Monday, June 4, 2012

Not As Safe As Is Possible

I was 'browsing' the web the other day, trying to find parents who seem to think like me.

Trying to find someone to validate what I feel is my own common (or uncommon as it seems) sense approach to being a mother.

I typed any number of things into Googles' search. Parenting, NON helicopter mom, natural consequence parenting. Seriously, but each site I got too was a bit too much in SOME way. One mom didn't ever use sunscreen. One mom didn't let her children walk to school unless there was at least 3 kids in the group. There were more, but I had no desire to read them.

Then I found this blog by  a "Free Range" mom.   Fantastic, YOU are who I've been looking for.

I read a couple of her older blog posts and quite enjoyed them.

Eventually, I ended up on YouTube and found a video documentary which backs up something I read a couple years ago about children and risky play.

Basically, the study said this:

When the adults of today were children, we took risks on the playground- we learned about natural consequences.

We used see saws (knowing full well that the person on the other side was going to jump off and make us thump our arses); we climbed ridiculously high, and sometimes we fell. We used swings to launch ourselves as high as possible into the stratosphere before plummeting downwards and trying to land.

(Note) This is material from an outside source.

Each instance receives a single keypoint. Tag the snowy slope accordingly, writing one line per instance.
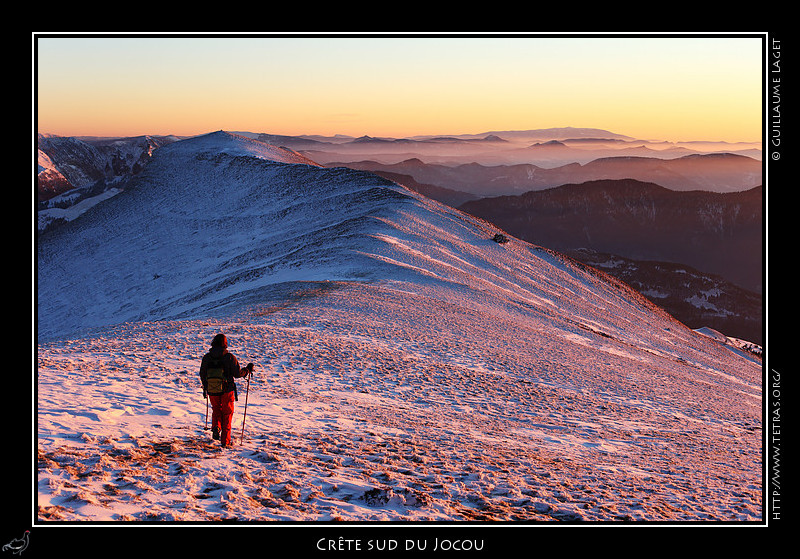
(408, 367)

Then, as we became adults, someone else remembered how many risks we took as children, and they made the playgrounds "safe". Swings that don't go so high; no more teeter totters; solid plastic instead of wood. Safe.

The consequence of that change is readily apparent in the young adults of today. The 15-23 year old age group, who grew up in the safety playgrounds. Well, they've admitted that they take about 7 times the risks we did when we were young.

And there is a reason for this. It's called "learning".

Children learn early, through taking calculated risks, to judge a situation by, and for, themselves ("These monkey bars are awfully high, and last time I jumped, I twisted my ankles- so I think I'll climb down a bit first"). They learn in small steps, incrementally, to apply natural consequences for themselves.

By making the playgrounds so safe, we've taken the chance to learn away from our children. In response, in order to mature, they must still learn about risk and how to manage risk. But by the time they have broken free of their overprotective parents (helicopter moms), the only risks left to take are life threatening ones. Drinking and driving. Having contact with strangers in the guise of 'trusted' drug dealers. Getting drunk and leaving a party with a stranger. They are testing the limits- learning (as they should have done as children). But they are using REAL life threatening situations to learn to judge risk.

Which they could have learned to do if their mothers had let them fall, even just once, off the monkey bars.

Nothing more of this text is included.